Allen Doyle donates Charles Schwab Cup prize to charity
Tuesday, November 29, 2011
In this era of megabucks and mega-egos, golfers like Allen Doyle remind us what the spirit of the game is all about.
Doyle, among the most unlikely members of pro golf’s millionaires’ club, accepted the $1 million tax-deferred annuity that goes to the winner of the Senior PGA Tour’s Charles Schwab Cup and promptly announced that the entire prize will be donated to charity.
The Charles Schwab Cup is a bonus points program that rewards both top finishes and seasonlong consistency on the Senior Tour. Doyle, who had 25 top-10 finishes in 2001 and finished atop the money list with $2,553,582, has earned more than $6 million in three seasons since turning 50.

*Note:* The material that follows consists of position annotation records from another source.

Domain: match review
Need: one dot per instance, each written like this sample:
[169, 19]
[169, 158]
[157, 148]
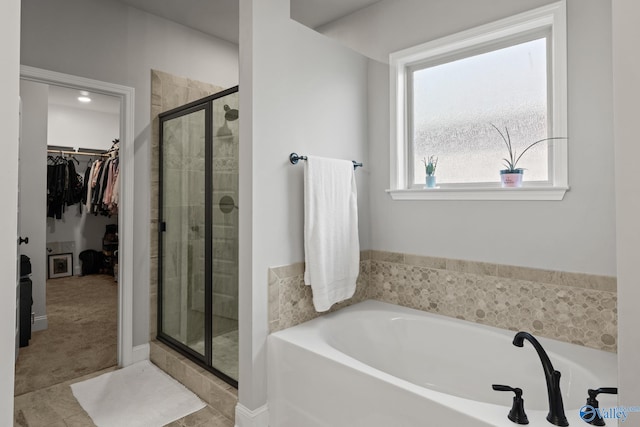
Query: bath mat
[140, 395]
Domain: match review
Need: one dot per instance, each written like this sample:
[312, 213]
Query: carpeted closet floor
[81, 337]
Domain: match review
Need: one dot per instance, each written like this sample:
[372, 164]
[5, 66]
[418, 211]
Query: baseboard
[140, 353]
[247, 418]
[40, 323]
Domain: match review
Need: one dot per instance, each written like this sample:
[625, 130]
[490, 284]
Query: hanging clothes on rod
[96, 189]
[102, 183]
[64, 185]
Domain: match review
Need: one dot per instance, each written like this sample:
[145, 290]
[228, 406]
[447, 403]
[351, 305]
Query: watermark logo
[588, 413]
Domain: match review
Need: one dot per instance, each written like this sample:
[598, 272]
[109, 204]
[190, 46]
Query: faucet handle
[593, 416]
[517, 414]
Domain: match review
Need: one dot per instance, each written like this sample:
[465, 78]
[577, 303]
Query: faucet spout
[556, 414]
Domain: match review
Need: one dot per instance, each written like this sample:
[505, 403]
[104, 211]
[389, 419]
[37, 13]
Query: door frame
[125, 215]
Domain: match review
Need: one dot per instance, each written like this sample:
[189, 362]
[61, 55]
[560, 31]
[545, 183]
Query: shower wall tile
[572, 307]
[168, 92]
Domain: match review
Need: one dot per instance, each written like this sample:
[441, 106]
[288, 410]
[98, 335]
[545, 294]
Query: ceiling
[220, 18]
[68, 97]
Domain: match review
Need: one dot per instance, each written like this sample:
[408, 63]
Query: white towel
[331, 245]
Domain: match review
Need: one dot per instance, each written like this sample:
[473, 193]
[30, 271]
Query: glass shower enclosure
[198, 232]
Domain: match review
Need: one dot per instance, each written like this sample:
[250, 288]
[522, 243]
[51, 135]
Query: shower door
[198, 232]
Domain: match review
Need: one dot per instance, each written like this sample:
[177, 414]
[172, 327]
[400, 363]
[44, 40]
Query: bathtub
[379, 365]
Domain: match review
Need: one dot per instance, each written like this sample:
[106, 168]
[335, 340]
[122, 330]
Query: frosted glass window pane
[454, 105]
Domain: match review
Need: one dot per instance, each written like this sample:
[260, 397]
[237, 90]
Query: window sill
[480, 193]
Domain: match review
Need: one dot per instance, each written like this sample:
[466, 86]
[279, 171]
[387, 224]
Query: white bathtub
[379, 365]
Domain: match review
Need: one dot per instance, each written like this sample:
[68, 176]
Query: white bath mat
[140, 395]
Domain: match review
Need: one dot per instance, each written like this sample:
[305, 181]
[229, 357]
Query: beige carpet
[82, 333]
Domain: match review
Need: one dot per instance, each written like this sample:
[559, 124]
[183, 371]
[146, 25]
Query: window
[447, 94]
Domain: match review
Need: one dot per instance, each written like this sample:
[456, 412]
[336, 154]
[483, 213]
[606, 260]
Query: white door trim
[125, 214]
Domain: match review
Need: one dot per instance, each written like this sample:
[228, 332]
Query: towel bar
[294, 158]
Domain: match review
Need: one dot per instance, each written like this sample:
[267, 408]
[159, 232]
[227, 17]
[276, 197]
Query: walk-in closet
[69, 202]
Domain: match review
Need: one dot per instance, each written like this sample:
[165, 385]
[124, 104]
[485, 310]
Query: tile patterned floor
[55, 406]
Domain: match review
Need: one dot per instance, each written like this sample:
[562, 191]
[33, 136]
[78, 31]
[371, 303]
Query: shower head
[231, 113]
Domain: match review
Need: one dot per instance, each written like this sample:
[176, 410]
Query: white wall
[78, 128]
[306, 93]
[577, 234]
[626, 72]
[109, 41]
[9, 120]
[33, 190]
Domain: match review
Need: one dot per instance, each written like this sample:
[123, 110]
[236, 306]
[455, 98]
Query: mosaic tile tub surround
[571, 307]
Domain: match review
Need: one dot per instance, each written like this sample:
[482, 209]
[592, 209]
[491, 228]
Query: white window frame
[552, 18]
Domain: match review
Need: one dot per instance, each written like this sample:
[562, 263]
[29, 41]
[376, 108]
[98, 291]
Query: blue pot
[431, 181]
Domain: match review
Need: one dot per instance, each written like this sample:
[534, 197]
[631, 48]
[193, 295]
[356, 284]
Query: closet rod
[78, 153]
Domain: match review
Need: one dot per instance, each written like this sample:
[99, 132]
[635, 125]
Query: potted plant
[512, 175]
[430, 169]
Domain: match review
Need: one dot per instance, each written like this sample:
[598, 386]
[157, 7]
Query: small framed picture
[60, 265]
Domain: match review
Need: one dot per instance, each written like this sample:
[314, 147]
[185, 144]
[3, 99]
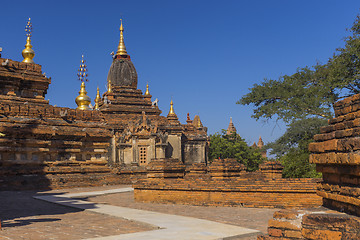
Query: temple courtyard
[111, 213]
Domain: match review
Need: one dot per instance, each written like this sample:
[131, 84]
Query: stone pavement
[41, 220]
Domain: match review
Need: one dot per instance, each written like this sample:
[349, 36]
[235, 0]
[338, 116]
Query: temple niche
[124, 130]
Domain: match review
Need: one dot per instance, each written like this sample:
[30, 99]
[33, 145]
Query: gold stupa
[171, 112]
[97, 99]
[83, 101]
[28, 53]
[121, 48]
[147, 90]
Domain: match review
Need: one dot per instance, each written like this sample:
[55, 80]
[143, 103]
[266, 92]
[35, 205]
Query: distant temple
[123, 130]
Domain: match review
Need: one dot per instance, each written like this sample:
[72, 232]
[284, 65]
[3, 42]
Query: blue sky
[203, 54]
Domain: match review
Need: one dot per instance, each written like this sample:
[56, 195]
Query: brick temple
[47, 146]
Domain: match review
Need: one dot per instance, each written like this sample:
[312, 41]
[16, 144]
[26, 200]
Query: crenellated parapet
[336, 153]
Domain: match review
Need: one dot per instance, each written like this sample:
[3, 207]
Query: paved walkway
[170, 226]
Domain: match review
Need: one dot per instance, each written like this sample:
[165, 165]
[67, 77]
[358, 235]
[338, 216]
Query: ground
[26, 218]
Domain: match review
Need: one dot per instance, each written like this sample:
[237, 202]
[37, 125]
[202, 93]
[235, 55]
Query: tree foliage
[233, 146]
[311, 91]
[304, 102]
[292, 148]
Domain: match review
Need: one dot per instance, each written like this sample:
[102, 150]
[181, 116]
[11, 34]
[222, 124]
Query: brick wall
[336, 152]
[226, 183]
[310, 224]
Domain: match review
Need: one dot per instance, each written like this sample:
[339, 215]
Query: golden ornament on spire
[147, 90]
[97, 99]
[83, 100]
[109, 86]
[82, 72]
[171, 112]
[28, 53]
[121, 48]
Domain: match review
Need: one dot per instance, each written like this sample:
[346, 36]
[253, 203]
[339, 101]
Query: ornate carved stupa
[47, 146]
[231, 128]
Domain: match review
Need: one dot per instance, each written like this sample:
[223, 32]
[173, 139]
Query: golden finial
[121, 48]
[109, 86]
[83, 100]
[147, 90]
[28, 53]
[97, 99]
[197, 122]
[82, 72]
[171, 112]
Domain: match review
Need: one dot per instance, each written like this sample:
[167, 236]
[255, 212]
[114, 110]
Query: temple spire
[28, 53]
[97, 99]
[121, 48]
[231, 128]
[147, 90]
[83, 100]
[171, 112]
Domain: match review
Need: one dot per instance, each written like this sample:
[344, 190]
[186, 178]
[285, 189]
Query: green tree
[233, 146]
[292, 148]
[305, 99]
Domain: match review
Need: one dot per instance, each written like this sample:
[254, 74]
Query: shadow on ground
[17, 205]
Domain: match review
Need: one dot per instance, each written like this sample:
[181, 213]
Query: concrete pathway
[170, 226]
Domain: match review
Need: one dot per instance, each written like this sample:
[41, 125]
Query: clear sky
[204, 54]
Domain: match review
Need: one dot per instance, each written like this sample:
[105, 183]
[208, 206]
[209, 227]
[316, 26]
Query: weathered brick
[321, 234]
[273, 232]
[283, 225]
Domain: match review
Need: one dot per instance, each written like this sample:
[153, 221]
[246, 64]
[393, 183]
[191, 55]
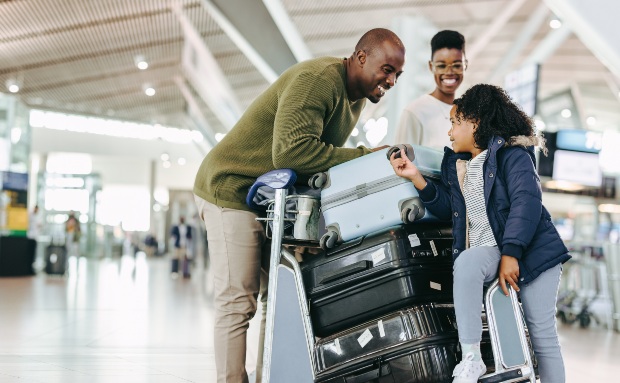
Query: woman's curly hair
[491, 108]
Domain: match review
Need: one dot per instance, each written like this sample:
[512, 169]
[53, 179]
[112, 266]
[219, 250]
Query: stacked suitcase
[382, 303]
[383, 307]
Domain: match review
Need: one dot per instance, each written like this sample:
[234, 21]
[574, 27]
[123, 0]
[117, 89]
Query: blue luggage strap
[275, 179]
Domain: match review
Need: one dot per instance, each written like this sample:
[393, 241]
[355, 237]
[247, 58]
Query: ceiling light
[566, 113]
[140, 62]
[148, 89]
[555, 23]
[12, 85]
[540, 124]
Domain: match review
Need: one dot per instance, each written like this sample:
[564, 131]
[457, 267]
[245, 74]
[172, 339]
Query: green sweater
[300, 122]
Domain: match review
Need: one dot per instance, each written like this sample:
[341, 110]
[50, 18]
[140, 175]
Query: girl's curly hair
[495, 113]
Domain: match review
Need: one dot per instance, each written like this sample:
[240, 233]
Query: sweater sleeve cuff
[364, 149]
[428, 193]
[512, 250]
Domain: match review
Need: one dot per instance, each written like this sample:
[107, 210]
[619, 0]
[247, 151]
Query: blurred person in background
[182, 236]
[73, 232]
[426, 119]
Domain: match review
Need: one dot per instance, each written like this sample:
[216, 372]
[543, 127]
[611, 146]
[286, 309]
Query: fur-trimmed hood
[527, 141]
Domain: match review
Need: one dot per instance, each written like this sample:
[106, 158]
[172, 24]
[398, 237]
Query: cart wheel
[317, 181]
[411, 211]
[328, 240]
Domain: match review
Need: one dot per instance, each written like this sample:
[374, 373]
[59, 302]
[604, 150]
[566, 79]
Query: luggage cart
[514, 361]
[289, 339]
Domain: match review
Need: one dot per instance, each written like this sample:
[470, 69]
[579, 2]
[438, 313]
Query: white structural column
[206, 76]
[595, 22]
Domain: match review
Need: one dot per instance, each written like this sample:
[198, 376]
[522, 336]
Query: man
[426, 119]
[300, 122]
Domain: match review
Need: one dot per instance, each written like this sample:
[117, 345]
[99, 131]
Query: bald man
[300, 122]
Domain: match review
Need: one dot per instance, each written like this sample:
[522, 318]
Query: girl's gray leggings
[478, 266]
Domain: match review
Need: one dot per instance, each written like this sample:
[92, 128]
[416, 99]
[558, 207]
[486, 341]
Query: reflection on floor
[126, 320]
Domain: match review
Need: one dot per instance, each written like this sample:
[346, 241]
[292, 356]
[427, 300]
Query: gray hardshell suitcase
[364, 195]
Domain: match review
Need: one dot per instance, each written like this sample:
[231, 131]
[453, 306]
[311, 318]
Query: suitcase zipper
[361, 191]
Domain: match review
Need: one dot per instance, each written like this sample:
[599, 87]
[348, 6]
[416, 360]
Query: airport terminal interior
[107, 108]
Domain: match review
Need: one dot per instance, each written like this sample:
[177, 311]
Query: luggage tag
[364, 338]
[414, 241]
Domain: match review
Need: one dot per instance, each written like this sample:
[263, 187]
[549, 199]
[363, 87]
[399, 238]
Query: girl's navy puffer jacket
[521, 225]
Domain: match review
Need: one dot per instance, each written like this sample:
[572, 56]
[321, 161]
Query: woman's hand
[508, 272]
[403, 167]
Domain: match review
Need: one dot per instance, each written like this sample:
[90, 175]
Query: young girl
[491, 190]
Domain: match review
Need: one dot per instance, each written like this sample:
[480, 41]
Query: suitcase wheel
[317, 181]
[329, 240]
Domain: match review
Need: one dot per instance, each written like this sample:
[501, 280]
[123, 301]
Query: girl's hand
[508, 272]
[403, 167]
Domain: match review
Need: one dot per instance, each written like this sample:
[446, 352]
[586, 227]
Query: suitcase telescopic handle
[346, 271]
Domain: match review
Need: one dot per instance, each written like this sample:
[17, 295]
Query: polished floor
[126, 320]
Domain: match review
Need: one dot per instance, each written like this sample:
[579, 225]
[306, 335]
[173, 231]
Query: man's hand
[379, 148]
[508, 272]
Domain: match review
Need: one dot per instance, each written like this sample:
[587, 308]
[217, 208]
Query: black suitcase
[414, 345]
[376, 275]
[56, 259]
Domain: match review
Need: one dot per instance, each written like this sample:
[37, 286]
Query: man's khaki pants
[239, 255]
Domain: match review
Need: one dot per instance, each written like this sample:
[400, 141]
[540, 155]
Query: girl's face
[462, 134]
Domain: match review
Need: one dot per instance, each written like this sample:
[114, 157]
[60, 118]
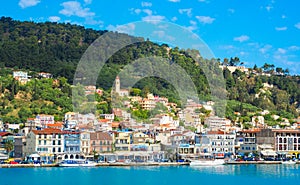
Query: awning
[268, 153]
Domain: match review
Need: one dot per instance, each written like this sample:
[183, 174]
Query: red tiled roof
[215, 132]
[2, 134]
[251, 131]
[49, 131]
[100, 136]
[286, 130]
[115, 124]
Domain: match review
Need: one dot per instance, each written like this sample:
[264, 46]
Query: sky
[256, 31]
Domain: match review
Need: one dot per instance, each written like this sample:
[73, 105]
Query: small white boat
[288, 162]
[77, 163]
[215, 162]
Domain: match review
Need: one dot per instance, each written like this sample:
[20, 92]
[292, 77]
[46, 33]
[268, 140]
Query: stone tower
[117, 85]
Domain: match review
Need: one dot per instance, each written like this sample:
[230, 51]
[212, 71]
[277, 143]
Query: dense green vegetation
[57, 48]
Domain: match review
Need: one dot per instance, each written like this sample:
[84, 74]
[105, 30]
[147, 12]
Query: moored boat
[214, 162]
[288, 162]
[77, 163]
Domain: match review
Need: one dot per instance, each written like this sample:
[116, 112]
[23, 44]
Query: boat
[77, 163]
[288, 162]
[215, 162]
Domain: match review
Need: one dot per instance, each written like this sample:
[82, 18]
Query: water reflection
[259, 171]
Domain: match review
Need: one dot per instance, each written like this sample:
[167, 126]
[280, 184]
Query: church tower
[117, 85]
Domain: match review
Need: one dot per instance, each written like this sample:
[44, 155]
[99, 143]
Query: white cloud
[265, 49]
[205, 19]
[162, 35]
[281, 28]
[281, 51]
[174, 19]
[92, 21]
[129, 28]
[73, 8]
[294, 48]
[269, 7]
[187, 11]
[54, 18]
[28, 3]
[88, 1]
[147, 11]
[243, 53]
[193, 26]
[227, 47]
[146, 4]
[137, 11]
[231, 10]
[297, 25]
[153, 18]
[241, 38]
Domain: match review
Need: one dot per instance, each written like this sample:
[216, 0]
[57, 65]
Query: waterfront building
[101, 142]
[248, 141]
[47, 143]
[85, 143]
[44, 119]
[221, 143]
[215, 123]
[287, 142]
[123, 141]
[71, 143]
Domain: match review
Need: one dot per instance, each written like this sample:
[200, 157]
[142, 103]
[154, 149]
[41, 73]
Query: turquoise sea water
[226, 174]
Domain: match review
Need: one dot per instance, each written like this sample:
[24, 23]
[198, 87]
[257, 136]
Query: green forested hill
[57, 48]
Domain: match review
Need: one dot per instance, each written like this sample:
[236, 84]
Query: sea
[158, 175]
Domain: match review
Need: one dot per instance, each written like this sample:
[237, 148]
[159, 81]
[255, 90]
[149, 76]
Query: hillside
[57, 49]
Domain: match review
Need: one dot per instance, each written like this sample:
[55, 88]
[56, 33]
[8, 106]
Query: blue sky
[256, 31]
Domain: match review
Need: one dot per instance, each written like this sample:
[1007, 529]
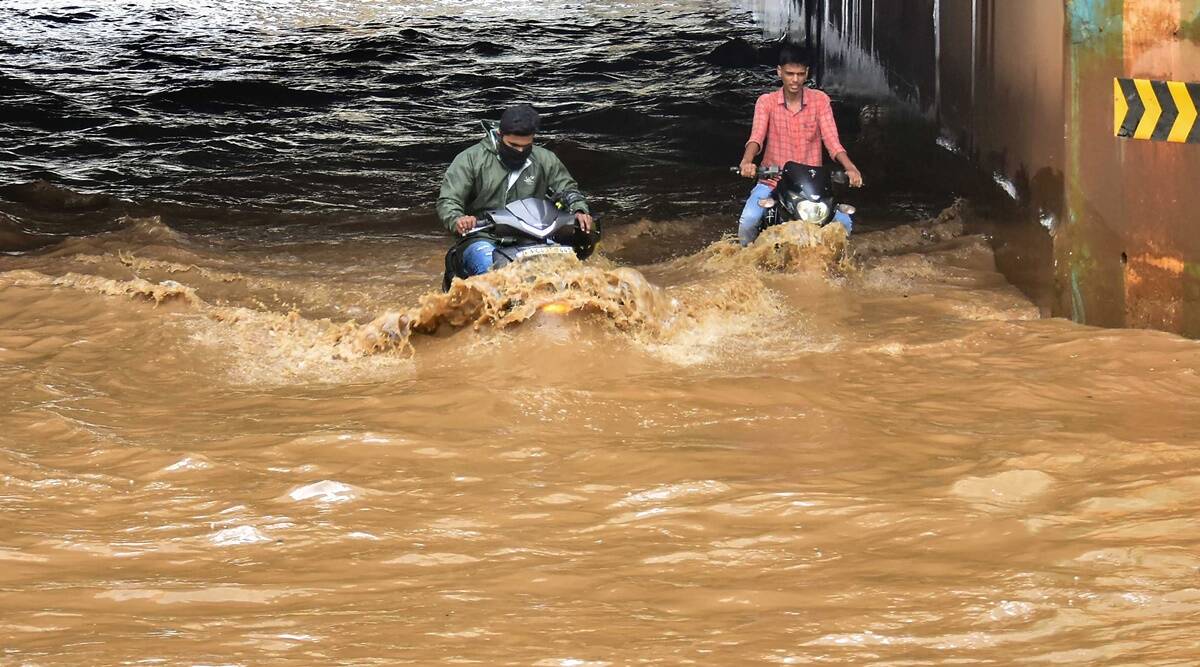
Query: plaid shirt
[795, 136]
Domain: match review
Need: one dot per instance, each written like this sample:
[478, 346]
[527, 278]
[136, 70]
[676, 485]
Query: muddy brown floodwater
[811, 452]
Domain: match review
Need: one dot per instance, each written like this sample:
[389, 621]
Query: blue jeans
[750, 224]
[478, 257]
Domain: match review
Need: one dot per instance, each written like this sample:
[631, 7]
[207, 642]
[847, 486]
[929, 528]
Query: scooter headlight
[814, 211]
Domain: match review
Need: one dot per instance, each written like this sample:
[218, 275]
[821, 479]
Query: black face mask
[511, 157]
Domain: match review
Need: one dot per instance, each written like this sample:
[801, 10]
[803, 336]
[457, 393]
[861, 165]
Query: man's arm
[833, 144]
[757, 138]
[559, 180]
[455, 191]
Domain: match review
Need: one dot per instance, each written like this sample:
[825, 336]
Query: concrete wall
[1129, 251]
[1026, 86]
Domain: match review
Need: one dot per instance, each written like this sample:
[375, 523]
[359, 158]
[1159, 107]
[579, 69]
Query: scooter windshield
[811, 182]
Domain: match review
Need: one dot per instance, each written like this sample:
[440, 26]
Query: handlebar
[765, 173]
[761, 173]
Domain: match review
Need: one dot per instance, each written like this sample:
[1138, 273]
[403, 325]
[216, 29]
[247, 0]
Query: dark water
[342, 116]
[354, 113]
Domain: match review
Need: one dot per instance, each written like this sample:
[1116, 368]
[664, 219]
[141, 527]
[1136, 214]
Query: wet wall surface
[1101, 228]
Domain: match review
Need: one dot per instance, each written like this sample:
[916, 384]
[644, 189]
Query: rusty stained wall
[1128, 254]
[1109, 228]
[1001, 97]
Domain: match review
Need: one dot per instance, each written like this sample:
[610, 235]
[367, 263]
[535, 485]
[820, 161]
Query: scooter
[805, 193]
[526, 229]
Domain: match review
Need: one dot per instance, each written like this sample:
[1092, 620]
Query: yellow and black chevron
[1157, 110]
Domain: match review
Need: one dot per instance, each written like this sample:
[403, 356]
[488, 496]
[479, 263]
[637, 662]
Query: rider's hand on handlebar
[465, 224]
[585, 221]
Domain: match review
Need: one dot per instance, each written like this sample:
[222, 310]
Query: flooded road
[888, 460]
[231, 439]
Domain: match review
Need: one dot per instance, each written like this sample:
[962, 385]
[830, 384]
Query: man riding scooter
[502, 168]
[793, 122]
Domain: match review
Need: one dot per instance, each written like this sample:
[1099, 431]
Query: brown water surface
[802, 454]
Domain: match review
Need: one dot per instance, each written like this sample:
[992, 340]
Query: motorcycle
[804, 193]
[526, 229]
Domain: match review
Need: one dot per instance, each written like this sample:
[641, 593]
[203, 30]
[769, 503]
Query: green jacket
[478, 181]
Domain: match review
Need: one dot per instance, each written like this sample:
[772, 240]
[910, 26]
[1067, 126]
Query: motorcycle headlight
[814, 211]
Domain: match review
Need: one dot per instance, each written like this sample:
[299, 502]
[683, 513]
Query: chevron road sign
[1157, 110]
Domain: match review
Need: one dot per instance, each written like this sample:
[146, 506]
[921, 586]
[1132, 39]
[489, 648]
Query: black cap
[519, 120]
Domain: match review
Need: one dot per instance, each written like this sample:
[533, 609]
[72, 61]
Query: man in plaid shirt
[793, 122]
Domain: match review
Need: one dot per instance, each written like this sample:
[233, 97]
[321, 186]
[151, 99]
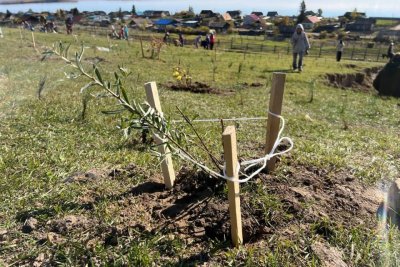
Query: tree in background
[74, 11]
[191, 10]
[354, 14]
[120, 15]
[302, 16]
[133, 10]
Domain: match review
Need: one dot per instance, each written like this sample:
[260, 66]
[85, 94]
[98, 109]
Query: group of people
[301, 45]
[207, 43]
[123, 32]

“I thought I had a great year in 1999,” he said when asked what prompted him to give away the Schwab bonus. “I still thought I had a pretty good year in 2000, but when I did what I did this year, as soon as I convinced my wife (Kate) that we were set financially, she was 100 percent behind it. I just felt like it was the fair thing to do.”
Doyle’s perspective on wealth reflects his path to riches. He didn’t turn professional until age 46, after a distinguished career in amateur golf. He represented America on four Walker Cup squads and two Eisenhower Trophy teams. He won the Sunnehanna Amateur four times, the Georgia State Amateur six times, and reached the semifinals of the 1992 U.S. Amateur.
Unlike many “career” amateurs, Doyle didn’t come from wealth. A former hockey player, he honed his unorthodox swing and financed his competitive schedule as a practice range operator in La Grange, Ga. “I picked up (range) balls and mowed greens,” Doyle told Golfweek in late 1995, after earning his PGA Tour card via a No. 2 finish on the Nike Tour. “That is not beneath me.”
With daughters Erin and Michelle to put through college, Doyle’s decision to turn professional was purely “economics.” He succeeded beyond his wildest dreams.
“Our lives,” he said, “have been changed forever.”
The beneficiaries of Doyle’s largesse include his high school and college alma maters, Catholic Memorial High in Roxbury, Mass., and Norwich University in Northfield, Vt.; Habitat for Humanity, Literacy Volunteers of America; St. Peters Catholic Church in La Grange; scholarships for children of police or firefighters who died in the World Trade Center attack; and the Francis Ouimet Scholarship Fund.
“I was a Francis Ouimet scholar,” Doyle said. “I still wonder how that happened.”
Somebody, it seems, recognized that Doyle would make the grade – with honors – in humility and generosity.